A dor faria ressurgir o Poeta, e na doce paz da transfiguração cantou a alegria transcendente da dor.
A fidelidade ao secreto desígnio das almas que regressam predestinou-o ao serviço da ortodoxia católica, em poemas de altíssima inspiração filosófico-religiosa, arrebatou-a num sentido de missão que lhe granjeou a justa fama de «Poeta da Pátria e da Fé».
Sr. Presidente: a obra de António Correia de Oliveira constitui precisamente um testemunho daquele espírito de missão que agita tendo o homem que vem a este mundo.
O Poeta não pecou contra a Luz.
Na humilde aceitação dos mistérios do Génesis e da Redenção, cantou os altos destinos do homem liberto.
O Poeta consumir-se no amor à humanidade.
Nó afã d« comunicar nos outros os bens de que sua alma partilhava nunca traiu a virtude da tolerância; no repúdio das paixões particularistas não obliterou a fraternidade.
Quem melhor do que ele vibrou na espontânea homenagem aos simples e à Mulher?
O Poeta identificou-se com a Pátria.
Por sua graça refloriram os campos, repicaram os sinos, chiaram os carros de bois e, ao som estridente de cantigas, o amor fez vibrar os corações dos jovens, na alegria descuidada das desfolhadas.

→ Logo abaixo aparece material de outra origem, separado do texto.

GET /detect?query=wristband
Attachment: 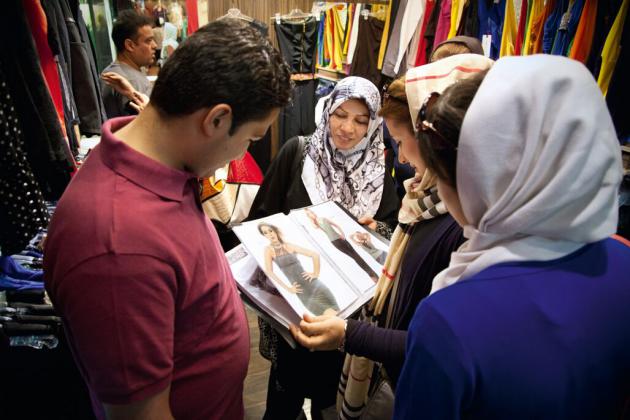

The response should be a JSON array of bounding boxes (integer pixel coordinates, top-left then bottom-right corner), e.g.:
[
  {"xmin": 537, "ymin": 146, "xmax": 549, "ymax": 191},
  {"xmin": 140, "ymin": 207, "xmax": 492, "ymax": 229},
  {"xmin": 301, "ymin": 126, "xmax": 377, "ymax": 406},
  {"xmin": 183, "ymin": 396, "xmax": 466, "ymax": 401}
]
[{"xmin": 337, "ymin": 319, "xmax": 348, "ymax": 352}]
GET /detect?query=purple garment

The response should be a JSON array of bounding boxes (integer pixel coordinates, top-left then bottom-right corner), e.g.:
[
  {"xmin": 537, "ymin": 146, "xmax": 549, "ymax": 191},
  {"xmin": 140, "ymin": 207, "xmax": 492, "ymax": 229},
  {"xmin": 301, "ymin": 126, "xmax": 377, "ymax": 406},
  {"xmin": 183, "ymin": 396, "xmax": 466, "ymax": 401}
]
[
  {"xmin": 345, "ymin": 214, "xmax": 464, "ymax": 385},
  {"xmin": 395, "ymin": 238, "xmax": 630, "ymax": 419},
  {"xmin": 432, "ymin": 0, "xmax": 452, "ymax": 50}
]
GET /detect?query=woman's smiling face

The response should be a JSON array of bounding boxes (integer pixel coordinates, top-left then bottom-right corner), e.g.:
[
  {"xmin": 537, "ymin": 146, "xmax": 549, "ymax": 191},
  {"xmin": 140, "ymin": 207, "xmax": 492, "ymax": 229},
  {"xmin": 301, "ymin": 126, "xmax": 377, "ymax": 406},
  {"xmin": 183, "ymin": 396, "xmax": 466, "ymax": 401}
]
[{"xmin": 329, "ymin": 99, "xmax": 370, "ymax": 150}]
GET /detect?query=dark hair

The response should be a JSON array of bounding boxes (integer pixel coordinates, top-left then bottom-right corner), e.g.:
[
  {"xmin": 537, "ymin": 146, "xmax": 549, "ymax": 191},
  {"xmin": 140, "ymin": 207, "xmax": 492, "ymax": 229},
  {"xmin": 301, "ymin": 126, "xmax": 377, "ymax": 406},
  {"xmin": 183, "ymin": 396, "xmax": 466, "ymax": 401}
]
[
  {"xmin": 150, "ymin": 19, "xmax": 293, "ymax": 133},
  {"xmin": 112, "ymin": 10, "xmax": 154, "ymax": 53},
  {"xmin": 418, "ymin": 70, "xmax": 488, "ymax": 186},
  {"xmin": 258, "ymin": 223, "xmax": 285, "ymax": 244}
]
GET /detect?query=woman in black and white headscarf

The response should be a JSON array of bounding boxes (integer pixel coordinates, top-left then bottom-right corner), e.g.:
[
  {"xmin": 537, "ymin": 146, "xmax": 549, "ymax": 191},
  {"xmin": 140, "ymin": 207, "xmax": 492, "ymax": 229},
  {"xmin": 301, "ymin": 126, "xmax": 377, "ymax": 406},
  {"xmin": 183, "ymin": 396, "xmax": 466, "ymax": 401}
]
[{"xmin": 248, "ymin": 76, "xmax": 399, "ymax": 420}]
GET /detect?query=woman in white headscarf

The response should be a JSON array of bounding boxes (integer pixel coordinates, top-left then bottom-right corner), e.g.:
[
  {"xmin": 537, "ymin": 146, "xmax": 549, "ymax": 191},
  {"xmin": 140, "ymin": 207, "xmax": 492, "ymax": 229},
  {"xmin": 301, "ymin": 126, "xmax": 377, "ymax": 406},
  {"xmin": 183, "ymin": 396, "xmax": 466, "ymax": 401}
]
[
  {"xmin": 394, "ymin": 55, "xmax": 630, "ymax": 419},
  {"xmin": 248, "ymin": 76, "xmax": 399, "ymax": 419}
]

Por seu louvor se ergueram os Santos, os Heróis, o Povo e os líeis, todos os que fizeram Portugal, e, na opulência da fala que Deus nos deu, agigantou-se a epopeia portuguesa, no prenúncio de novo resgate.
Por tudo, Sr. Presidente, honremos a memória do Poeta. E, protestando continuar Portugal, saibamos completar o seu sonho de transformar esta terra amorável na mais formosa de todas as terras.
Tenho dito.

Vozes: - Muito bem, muito bem!

O orador foi muito cumprimentado.

O Sr. Cid Proença: - Sr. Presidente: não se estranhará que também eu haja pedido a palavra para recordar o poeta.
De um grande poeta português se trata. E de um poeta nascido em terras da Beira, «austera e boa», junto ao Vouga, «rio de milagre, cujas águas rasas» são «espelho da montanha e clareza suavíssima do vale»; nado e criado naquelas terras de Viseu, que tenho, a honra de representar nesta Casa.
Isto dito, de antemão justifica os minutos tomados à presente sessão de trabalho e me justifica a mim da sem-cerimónia com que me substituo ou antecipo a quem melhor saberia empregá-los.
Sr. Presidente: António Correia de Oliveira morreu a 20 de Fevereiro de 1960. Logo, porém, o comum das gentes se apressou a descobrir que o lírico imortal vivia como se há muito tivesse morrido para o Mundo e para este tempo, que já não era o seu.
Talvez fosse como dizem. Mas se há verdade incontestável, está em afirmar que o refúgio minhoto do poeta em nada se parecia com a decantada torre de marfim, soberba e displicente, onde se cultivam ressentimentos ou esquecem agravos, antes se assemelhava ao humilde cenóbio do eremita, que prefere ao convívio alteroso dos homens, ao «tumulto do túrbidas e vãs mundanidades», a contemplação das maravilhas criadas e, também por elas, da grandeza imensa do Criador.
Por isso mesmo, o seu isolamento só bem o compreendemos se lhe conhecemos bem o ambiente e lhe descobrimos toda a intenção. Em tudo há razões e preocupações de uma alma religiosa.